FLEx: just as effective but cheaper than Femto-LASIK

September 15, 2008

Refractive outcomes for Femtosecond Lenticule Extraction (FLEx) are getting close to those of eximer-based Femto-LASIK, and patients are expressing high degrees of satisfaction with both techniques, Dr Walter Sekundo told delegates at a session on current trends in laser refractive surgery.

Refractive outcomes for Femtosecond Lenticule Extraction (FLEx) are getting close to those of eximer-based Femto-LASIK, and patients are expressing high degrees of satisfaction with both techniques, Dr Walter Sekundo told delegates at a session on current trends in laser refractive surgery.

Dr Sekundo presented the latest findings on his experience with the FLEx procedure. He outlined the essentials of the procedure, explaining that it required four steps. FS-laser processing of the lenticule front side, the lenticule backside, the flap side cut and then lenticule removal after the flap opening.

"There is a learning curve with FLEx, as there is with any new technique, but the results have been improving dramatically," he said.

He said that in the first 21 eyes he operated using FLEx, 57% of patients were within 0.5 D of target refraction. "But in the last 61 eyes I've operated, 77% of them were within a half diopter of the target refraction. Those results will continue to improve," he said.

Dr Sekundo presented the findings of a recent study he conducted with his FLEx patients. There were 10 eyes in five patients with a MSE of -4.9 D using the latest VisuMax software and all procedures were performed within last two months

"Earlier procedures were using an earlier version of the software and that had an impact on the results with earlier patients. The software is being refined all the time and that is reflected in the outcome.

After one month, all eyes were within 0.5 D of intended correction and all eyes had 20/25 or better UCVA, with eight of the 10 eyes at 20/20 or better UCVA.

Dr Sekundo concluded that refractive outcomes of FLEx are getting close to those of the excimer-based femto-LASIK and that there is a high degree of satisfaction rate with both techniques.

"So why bother with FLEx? Well, for a start there is a tendency for better refractive stability with FLEx, and the workflow is a lot simpler too. You are using just one machine to do the procedure," he said.
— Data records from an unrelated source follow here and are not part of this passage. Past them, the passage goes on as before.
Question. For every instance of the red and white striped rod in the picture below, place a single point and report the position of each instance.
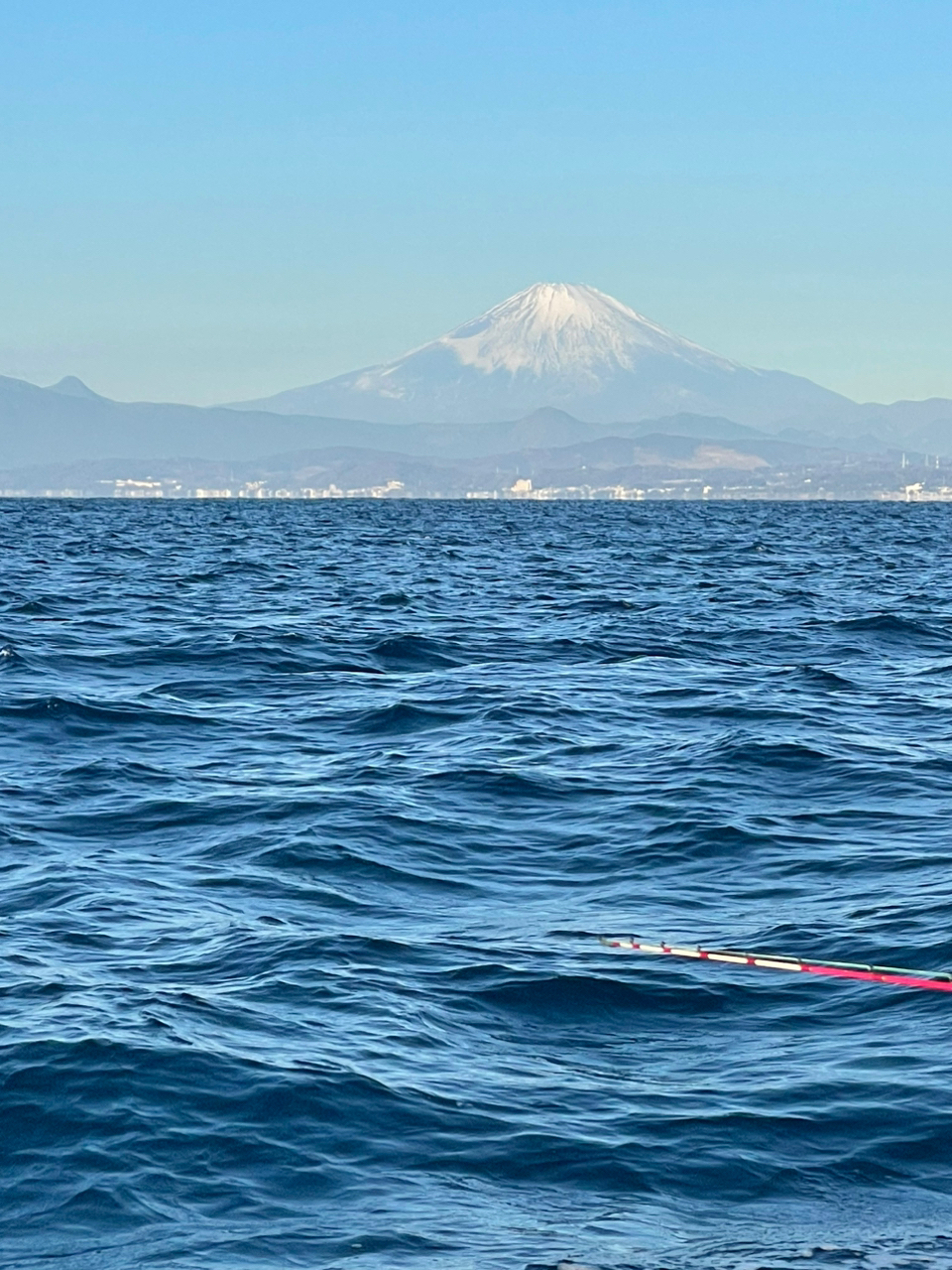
(941, 980)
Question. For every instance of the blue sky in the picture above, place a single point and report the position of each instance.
(216, 200)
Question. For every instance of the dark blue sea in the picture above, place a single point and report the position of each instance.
(312, 813)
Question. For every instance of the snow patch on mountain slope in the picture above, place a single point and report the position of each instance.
(555, 327)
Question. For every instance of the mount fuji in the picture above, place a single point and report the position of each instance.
(570, 347)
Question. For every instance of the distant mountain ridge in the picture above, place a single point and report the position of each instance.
(563, 345)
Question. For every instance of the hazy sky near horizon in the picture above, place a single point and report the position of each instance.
(217, 200)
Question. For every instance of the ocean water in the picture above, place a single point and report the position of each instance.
(312, 812)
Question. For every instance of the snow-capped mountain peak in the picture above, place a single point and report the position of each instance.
(555, 327)
(555, 344)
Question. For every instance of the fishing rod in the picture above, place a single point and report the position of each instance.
(938, 979)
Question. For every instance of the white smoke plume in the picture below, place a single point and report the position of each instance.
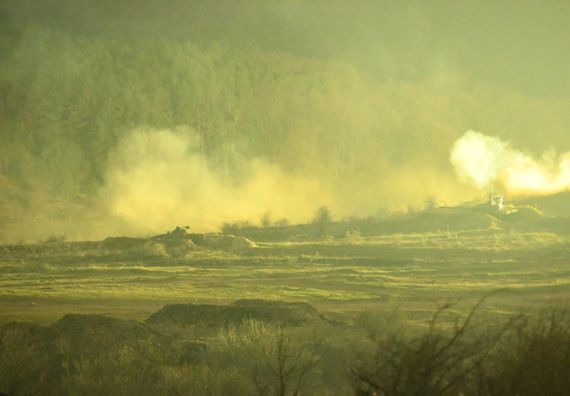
(484, 160)
(158, 179)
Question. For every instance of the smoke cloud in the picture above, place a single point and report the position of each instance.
(483, 160)
(159, 178)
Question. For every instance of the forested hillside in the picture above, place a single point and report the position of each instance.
(241, 84)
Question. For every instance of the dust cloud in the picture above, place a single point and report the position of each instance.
(486, 160)
(158, 178)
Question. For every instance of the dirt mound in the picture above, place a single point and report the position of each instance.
(122, 243)
(453, 219)
(289, 313)
(226, 242)
(89, 334)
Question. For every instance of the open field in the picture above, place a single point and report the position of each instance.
(409, 272)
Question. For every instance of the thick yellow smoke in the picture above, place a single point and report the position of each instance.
(159, 179)
(483, 160)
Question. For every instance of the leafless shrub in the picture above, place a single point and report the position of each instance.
(278, 363)
(436, 362)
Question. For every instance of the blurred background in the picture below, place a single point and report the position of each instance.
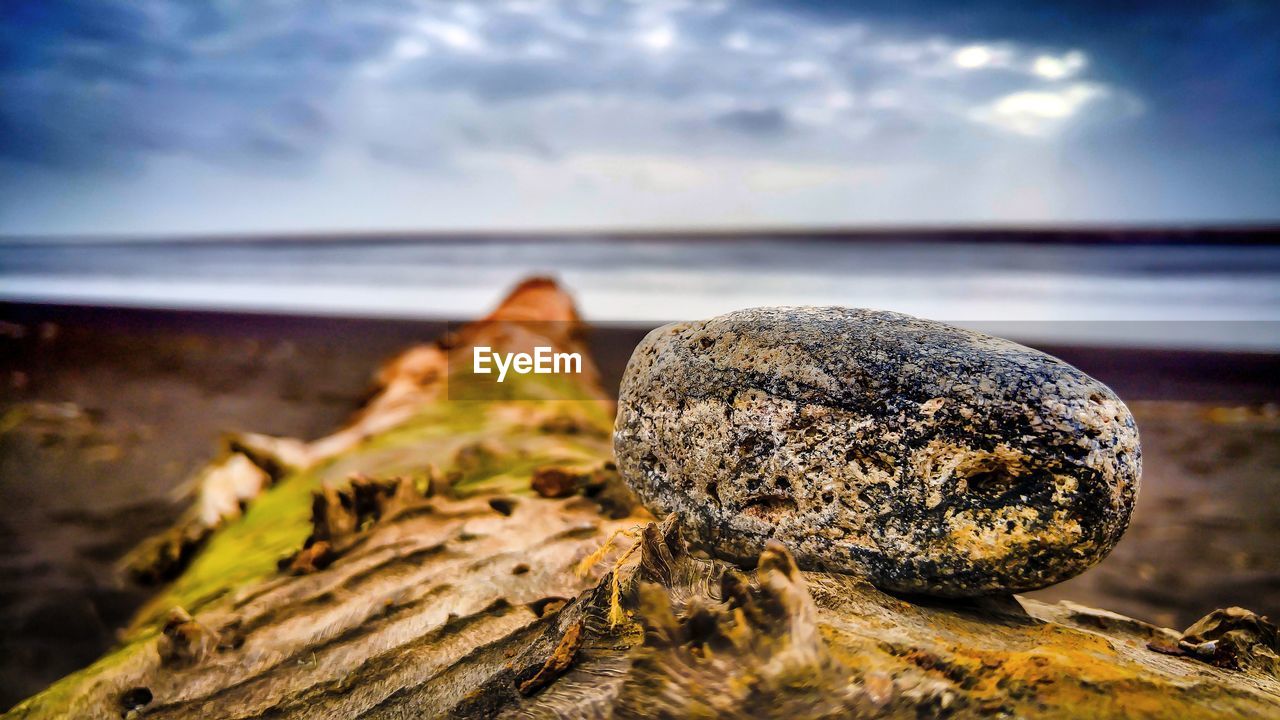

He said that this meant that acquisition and service costs were lower too. "It means that the procedure is cheaper for patients too, because I don't think it is ethical to charge the same if the procedure is costing you less," he added.

He said resection is less dependent on environmental factors compared with ablation. But, in perhaps the most compelling argument for FLEx, he said that the technique was just in its infancy and opens up the way to new approaches to old clinical problems. "For example, there is the potential for small incision FLEx in the future."